- Battle of Africa Point: Part of the War of 1812
| Date | April 18, 1813 |
| Location | near Fort LaMotte, Illinois Territory38°59′53″N 87°35′53″W﻿ / ﻿38.998°N 87.598°W |
| Result | None |

Belligerents
- United States: Kickapoo

Commanders and leaders
- Captain Pierce Andrews: Unknown

Strength
- 12: Unknown

Casualties and losses
- 4 killed, 2 badly wounded: 5 killed

= Battle of Africa Point =

In the Illinois territory during the War of 1812, there was a brief engagement between a group of United States Rangers and Native Americans called the Battle of Africa Point.

On April 18, 1813, during the fortification phase of Fort LaMotte, two barrel coopers Isaac Brimberry and Thomas Kennedy went up 'Africa Point', a knoll surrounded by swamp on the Wabash River, to procure some wood. They came across Indian canoes pulled on the shore of the river. Both Brimberry and Kennedy reported their sightings to the Fort LaMotte commander, Captain Pierce Andrews.
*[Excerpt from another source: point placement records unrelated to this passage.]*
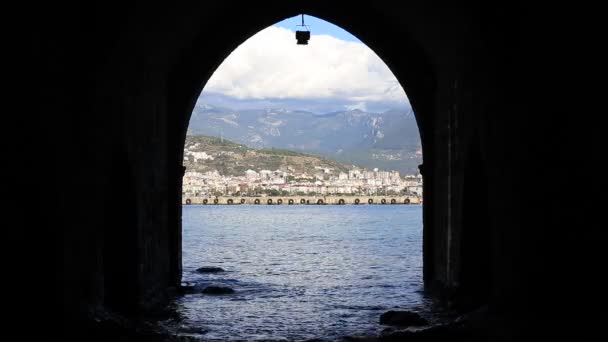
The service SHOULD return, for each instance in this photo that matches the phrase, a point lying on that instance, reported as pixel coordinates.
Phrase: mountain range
(388, 140)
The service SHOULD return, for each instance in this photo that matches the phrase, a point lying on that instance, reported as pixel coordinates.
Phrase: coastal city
(285, 182)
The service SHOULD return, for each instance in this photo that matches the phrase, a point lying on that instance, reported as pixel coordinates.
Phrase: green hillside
(232, 159)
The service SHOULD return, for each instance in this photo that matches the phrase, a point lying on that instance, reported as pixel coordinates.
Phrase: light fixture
(303, 36)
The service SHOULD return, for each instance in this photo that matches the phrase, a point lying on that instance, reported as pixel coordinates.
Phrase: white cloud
(271, 65)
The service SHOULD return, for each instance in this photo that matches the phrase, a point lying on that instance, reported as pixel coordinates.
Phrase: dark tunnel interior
(115, 85)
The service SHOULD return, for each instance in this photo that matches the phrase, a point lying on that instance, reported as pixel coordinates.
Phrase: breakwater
(302, 200)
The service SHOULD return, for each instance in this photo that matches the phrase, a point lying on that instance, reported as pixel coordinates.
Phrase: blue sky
(334, 72)
(317, 26)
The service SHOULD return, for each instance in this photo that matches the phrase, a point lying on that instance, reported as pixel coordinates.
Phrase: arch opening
(221, 124)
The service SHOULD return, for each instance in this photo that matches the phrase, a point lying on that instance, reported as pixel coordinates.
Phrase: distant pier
(302, 200)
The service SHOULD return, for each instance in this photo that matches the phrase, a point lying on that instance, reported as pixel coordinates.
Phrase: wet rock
(445, 332)
(186, 289)
(209, 269)
(402, 318)
(361, 338)
(193, 331)
(217, 290)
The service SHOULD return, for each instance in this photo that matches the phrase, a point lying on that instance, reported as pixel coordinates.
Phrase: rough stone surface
(217, 290)
(209, 269)
(402, 318)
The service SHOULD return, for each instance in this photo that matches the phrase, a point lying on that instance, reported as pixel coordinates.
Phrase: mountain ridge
(388, 140)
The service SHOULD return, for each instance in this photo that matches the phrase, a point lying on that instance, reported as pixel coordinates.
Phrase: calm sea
(300, 272)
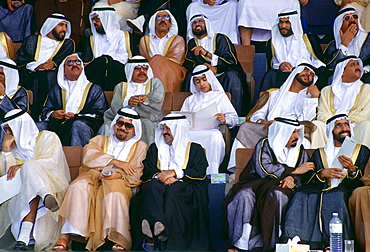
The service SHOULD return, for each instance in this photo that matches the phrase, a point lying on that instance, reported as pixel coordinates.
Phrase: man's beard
(302, 82)
(288, 34)
(99, 29)
(59, 36)
(341, 139)
(199, 33)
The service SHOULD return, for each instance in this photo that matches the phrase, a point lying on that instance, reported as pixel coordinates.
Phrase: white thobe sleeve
(309, 108)
(214, 60)
(173, 166)
(260, 114)
(344, 49)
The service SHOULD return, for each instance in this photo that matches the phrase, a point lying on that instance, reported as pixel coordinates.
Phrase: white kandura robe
(48, 172)
(211, 139)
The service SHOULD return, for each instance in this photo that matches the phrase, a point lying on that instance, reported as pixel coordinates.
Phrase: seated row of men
(95, 206)
(299, 98)
(282, 193)
(109, 49)
(77, 109)
(170, 212)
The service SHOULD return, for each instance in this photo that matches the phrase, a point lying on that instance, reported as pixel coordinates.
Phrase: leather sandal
(61, 245)
(118, 247)
(19, 245)
(51, 203)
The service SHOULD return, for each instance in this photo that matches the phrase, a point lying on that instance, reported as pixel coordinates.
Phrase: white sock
(24, 234)
(42, 196)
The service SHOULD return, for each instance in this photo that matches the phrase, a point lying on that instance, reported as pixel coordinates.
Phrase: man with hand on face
(74, 108)
(349, 39)
(96, 205)
(255, 205)
(288, 48)
(312, 206)
(40, 56)
(38, 158)
(165, 50)
(296, 98)
(216, 51)
(170, 212)
(347, 94)
(107, 50)
(142, 93)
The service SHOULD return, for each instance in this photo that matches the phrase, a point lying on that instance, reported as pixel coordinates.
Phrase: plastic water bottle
(336, 230)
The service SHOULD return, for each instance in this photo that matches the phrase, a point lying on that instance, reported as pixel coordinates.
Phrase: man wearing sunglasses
(142, 93)
(107, 50)
(216, 51)
(171, 211)
(96, 205)
(349, 39)
(74, 108)
(165, 50)
(288, 48)
(41, 55)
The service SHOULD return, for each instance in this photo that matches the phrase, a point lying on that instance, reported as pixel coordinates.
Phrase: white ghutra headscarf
(297, 52)
(179, 126)
(278, 135)
(74, 89)
(11, 76)
(354, 47)
(121, 149)
(345, 93)
(24, 131)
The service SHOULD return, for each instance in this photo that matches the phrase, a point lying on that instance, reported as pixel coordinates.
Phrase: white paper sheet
(202, 119)
(346, 149)
(9, 188)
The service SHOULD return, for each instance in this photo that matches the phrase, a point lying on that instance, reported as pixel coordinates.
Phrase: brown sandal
(61, 245)
(118, 247)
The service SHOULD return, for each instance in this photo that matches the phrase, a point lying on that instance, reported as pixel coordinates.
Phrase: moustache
(122, 131)
(346, 131)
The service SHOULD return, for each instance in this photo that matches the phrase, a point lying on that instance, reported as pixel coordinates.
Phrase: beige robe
(358, 206)
(359, 115)
(167, 67)
(98, 208)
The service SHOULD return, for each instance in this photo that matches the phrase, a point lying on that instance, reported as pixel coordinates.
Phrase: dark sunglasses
(128, 126)
(141, 66)
(354, 16)
(71, 62)
(159, 17)
(195, 22)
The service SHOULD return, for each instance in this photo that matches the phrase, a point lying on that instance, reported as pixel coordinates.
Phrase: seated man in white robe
(255, 207)
(74, 108)
(347, 94)
(38, 158)
(257, 17)
(142, 93)
(107, 50)
(297, 98)
(40, 55)
(208, 91)
(96, 205)
(222, 15)
(165, 50)
(289, 47)
(12, 96)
Andrews sent up a squad of skirmishers with the timber party to look after the Indians. The rangers divided themselves into two groups, a six-man party going in advance while the other stayed back and acted as a reserve. On 'Africa Point' the advance group was ambushed and fired upon by the Kickapoo Indians. During the ensuing battle, the American party retreated suffering 4 dead and the 2 badly wounded who escaped back to the fort. Upon hearing rifle fire, the rear guard fell back to the fort as well. The Indians had 5 killed.